CheckDuplicateFile

Group

Environment Check

Class Name

com.ebd.hub.datawizard.extensions.CheckDuplicateFile

Function

This environment check class allows you to determine whether a profile has already converted certain source data.

Description

This environment check class allows you to determine whether a profile already has converted certain source data. If so, the repeated processing is terminated. The check occurs on the basis of the MD5 hash value itself and not based on the file name.

Including the Class

You can select the class directly in field Environment check by in Basic data/Advanced settings. A configuration file is not required.

When using this class for the first time, a database table is created automatically using the default schema of Lobster_data (usually hub). Every data stream that passes through the class is recorded in table dw_file_hash. There is no independent deletion of entries since the hold-back time can be customised individually for every installation and/or profile.
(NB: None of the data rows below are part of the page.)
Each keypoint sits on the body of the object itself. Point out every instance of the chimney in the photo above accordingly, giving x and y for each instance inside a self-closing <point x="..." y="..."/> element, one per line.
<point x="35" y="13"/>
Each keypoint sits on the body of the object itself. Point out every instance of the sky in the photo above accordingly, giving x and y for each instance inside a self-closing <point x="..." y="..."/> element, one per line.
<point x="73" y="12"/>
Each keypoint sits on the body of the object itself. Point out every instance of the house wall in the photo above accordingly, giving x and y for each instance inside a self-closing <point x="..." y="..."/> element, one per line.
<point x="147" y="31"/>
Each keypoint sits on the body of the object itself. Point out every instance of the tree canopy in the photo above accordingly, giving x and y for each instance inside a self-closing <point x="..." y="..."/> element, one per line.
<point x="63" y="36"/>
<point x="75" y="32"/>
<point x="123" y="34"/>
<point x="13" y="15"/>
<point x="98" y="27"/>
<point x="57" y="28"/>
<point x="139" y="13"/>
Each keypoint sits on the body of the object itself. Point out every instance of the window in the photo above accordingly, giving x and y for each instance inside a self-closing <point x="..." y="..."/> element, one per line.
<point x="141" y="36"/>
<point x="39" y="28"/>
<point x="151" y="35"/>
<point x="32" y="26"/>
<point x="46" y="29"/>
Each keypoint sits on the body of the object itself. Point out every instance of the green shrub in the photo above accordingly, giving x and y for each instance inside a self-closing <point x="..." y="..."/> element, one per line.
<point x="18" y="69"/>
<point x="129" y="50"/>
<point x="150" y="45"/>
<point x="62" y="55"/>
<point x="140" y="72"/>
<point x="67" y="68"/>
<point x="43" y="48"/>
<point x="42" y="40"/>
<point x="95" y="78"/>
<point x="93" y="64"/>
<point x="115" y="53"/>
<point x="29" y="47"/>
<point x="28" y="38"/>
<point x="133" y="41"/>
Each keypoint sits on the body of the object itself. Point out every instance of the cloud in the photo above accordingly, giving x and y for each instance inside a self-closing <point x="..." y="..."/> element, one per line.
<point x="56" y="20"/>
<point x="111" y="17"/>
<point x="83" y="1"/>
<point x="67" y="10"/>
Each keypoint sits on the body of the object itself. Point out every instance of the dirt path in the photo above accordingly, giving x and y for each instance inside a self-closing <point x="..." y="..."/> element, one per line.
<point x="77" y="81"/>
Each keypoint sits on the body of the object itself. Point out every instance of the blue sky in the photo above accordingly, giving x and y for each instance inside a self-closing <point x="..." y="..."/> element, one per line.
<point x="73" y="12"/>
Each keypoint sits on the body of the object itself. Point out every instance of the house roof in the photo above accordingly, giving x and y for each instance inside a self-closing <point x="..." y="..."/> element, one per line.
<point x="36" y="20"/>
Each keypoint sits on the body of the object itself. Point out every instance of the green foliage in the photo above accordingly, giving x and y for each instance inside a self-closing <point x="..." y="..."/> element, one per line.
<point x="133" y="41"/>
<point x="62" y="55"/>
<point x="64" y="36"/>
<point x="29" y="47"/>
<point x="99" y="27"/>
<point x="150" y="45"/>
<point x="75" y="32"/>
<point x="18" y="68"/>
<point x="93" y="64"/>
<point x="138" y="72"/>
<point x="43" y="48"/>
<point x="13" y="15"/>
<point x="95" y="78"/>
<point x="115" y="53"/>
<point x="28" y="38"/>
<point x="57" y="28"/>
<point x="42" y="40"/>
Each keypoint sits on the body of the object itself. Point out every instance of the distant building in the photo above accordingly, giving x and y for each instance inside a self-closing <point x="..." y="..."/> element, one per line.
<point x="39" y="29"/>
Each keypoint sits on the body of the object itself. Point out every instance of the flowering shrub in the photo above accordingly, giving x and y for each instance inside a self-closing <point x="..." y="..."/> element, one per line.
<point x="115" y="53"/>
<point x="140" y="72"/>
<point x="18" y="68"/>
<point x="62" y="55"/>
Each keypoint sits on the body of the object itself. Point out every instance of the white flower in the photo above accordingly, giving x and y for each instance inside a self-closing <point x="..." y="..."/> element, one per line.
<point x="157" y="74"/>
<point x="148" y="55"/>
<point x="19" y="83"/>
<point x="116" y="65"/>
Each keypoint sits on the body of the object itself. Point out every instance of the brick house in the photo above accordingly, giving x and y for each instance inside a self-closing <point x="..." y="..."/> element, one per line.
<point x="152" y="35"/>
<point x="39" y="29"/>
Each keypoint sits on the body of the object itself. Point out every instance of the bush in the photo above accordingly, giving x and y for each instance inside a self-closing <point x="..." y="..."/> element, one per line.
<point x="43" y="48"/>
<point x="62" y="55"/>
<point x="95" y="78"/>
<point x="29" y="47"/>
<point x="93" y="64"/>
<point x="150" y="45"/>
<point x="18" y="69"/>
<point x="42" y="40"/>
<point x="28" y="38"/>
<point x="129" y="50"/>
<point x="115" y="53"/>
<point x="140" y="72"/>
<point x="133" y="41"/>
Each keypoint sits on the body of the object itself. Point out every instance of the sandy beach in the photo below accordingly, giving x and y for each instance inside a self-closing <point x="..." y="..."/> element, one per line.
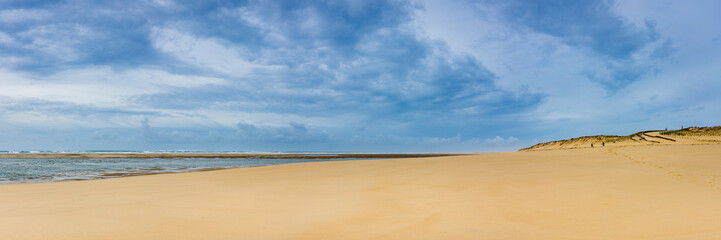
<point x="634" y="192"/>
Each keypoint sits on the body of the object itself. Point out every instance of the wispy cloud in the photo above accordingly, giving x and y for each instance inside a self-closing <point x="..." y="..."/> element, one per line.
<point x="348" y="75"/>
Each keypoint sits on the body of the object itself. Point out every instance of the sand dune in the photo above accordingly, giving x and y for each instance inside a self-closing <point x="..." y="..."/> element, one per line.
<point x="633" y="192"/>
<point x="691" y="135"/>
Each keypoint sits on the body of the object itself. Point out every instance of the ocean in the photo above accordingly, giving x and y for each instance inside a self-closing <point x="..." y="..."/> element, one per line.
<point x="15" y="170"/>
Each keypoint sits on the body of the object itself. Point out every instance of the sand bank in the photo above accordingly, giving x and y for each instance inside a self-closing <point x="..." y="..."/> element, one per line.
<point x="222" y="155"/>
<point x="642" y="192"/>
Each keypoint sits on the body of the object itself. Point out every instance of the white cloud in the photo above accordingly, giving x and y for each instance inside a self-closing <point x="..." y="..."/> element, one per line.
<point x="206" y="53"/>
<point x="94" y="86"/>
<point x="21" y="15"/>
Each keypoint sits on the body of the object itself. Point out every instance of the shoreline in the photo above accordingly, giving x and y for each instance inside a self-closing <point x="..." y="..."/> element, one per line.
<point x="224" y="155"/>
<point x="634" y="192"/>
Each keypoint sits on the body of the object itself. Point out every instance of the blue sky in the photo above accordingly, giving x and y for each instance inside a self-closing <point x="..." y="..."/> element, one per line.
<point x="358" y="76"/>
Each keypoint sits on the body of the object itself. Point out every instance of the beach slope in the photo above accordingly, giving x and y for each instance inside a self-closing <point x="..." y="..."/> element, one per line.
<point x="633" y="192"/>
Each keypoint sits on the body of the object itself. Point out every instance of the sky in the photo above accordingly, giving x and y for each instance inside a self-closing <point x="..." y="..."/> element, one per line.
<point x="351" y="76"/>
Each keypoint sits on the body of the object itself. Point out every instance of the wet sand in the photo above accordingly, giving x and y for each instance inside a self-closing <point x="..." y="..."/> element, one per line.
<point x="634" y="192"/>
<point x="222" y="155"/>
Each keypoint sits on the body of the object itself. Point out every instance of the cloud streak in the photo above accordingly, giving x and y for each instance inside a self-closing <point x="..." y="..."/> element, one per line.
<point x="345" y="75"/>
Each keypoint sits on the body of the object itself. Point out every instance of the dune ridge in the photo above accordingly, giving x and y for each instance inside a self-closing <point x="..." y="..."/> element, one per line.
<point x="690" y="135"/>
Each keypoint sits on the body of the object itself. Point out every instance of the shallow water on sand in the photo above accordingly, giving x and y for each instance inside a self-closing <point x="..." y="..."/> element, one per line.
<point x="13" y="170"/>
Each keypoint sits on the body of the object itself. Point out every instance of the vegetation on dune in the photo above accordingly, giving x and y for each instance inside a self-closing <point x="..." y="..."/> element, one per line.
<point x="639" y="137"/>
<point x="695" y="131"/>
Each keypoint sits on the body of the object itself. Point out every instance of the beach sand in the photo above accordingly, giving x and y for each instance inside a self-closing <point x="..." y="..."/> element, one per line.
<point x="633" y="192"/>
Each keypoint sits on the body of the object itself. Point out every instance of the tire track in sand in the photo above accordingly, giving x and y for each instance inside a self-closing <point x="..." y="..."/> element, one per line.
<point x="667" y="170"/>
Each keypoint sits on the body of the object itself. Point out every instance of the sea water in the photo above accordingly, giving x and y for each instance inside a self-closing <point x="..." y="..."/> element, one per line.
<point x="14" y="170"/>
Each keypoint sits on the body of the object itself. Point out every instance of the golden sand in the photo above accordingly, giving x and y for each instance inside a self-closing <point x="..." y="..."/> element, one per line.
<point x="633" y="192"/>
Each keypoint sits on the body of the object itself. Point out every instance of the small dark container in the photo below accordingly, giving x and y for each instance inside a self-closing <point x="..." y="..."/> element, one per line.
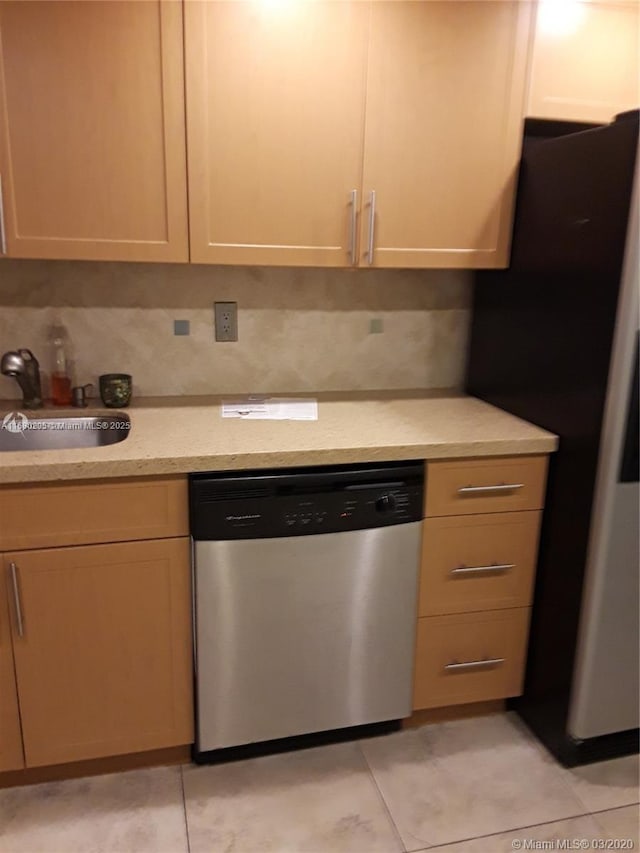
<point x="115" y="390"/>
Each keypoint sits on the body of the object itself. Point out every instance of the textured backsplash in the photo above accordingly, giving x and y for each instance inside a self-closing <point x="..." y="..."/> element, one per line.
<point x="299" y="329"/>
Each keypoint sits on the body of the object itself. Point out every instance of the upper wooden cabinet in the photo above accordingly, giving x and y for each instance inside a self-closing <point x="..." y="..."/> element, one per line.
<point x="586" y="60"/>
<point x="445" y="101"/>
<point x="288" y="103"/>
<point x="275" y="118"/>
<point x="92" y="137"/>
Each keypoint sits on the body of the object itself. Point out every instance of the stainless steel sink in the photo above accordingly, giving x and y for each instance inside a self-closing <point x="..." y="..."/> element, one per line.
<point x="21" y="432"/>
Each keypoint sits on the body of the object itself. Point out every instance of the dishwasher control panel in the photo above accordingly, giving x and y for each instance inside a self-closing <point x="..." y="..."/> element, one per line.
<point x="302" y="502"/>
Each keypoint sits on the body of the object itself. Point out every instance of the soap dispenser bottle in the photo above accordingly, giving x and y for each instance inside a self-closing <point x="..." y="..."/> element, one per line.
<point x="60" y="381"/>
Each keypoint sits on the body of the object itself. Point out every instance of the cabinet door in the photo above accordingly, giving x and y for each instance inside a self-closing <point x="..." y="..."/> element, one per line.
<point x="92" y="151"/>
<point x="104" y="663"/>
<point x="11" y="757"/>
<point x="585" y="60"/>
<point x="275" y="103"/>
<point x="445" y="97"/>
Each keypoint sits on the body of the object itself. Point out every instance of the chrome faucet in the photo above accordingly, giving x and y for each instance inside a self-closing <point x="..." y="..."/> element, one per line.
<point x="22" y="365"/>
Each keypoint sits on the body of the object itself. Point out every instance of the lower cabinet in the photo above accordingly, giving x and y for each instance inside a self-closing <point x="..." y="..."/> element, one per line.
<point x="479" y="553"/>
<point x="11" y="757"/>
<point x="102" y="649"/>
<point x="470" y="657"/>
Simply set up a profile with input agent Cron Job that deletes the table according to your wishes.

Table dw_file_hash and the behaviour of the class

images/download/attachments/21304946/image2016-12-19_14_52_59-version-1-modificationdate-1537837333000-api-v2.png

The figure shows the structure of the table and its possible values.

  • MD5 hash of the data.

  • Point in time of the conversion.

  • File name if available.

  • Profile name of the conversion.

  • Job number of the conversion.

If a conversion is initiated with this environment check, the MD5 hash of the current source file will be determined and will be searched for in the database table. If it already exists, the conversion will be terminated. If the checkbox Is an error if the profile is called when suspended is deactivated in the profile, only a message under General Messages will be created in the Control Center and the job is
removed completely. If, however, the checkbox Is an error if the profile is called when suspended is activate, the job will be marked as erroneous with the message Skipping duplicate file... in the Control Center.

Note: The check is not executed for a mapping test or a restart of the backup file, meaning the job can be restarted if an error occurs in the mapping.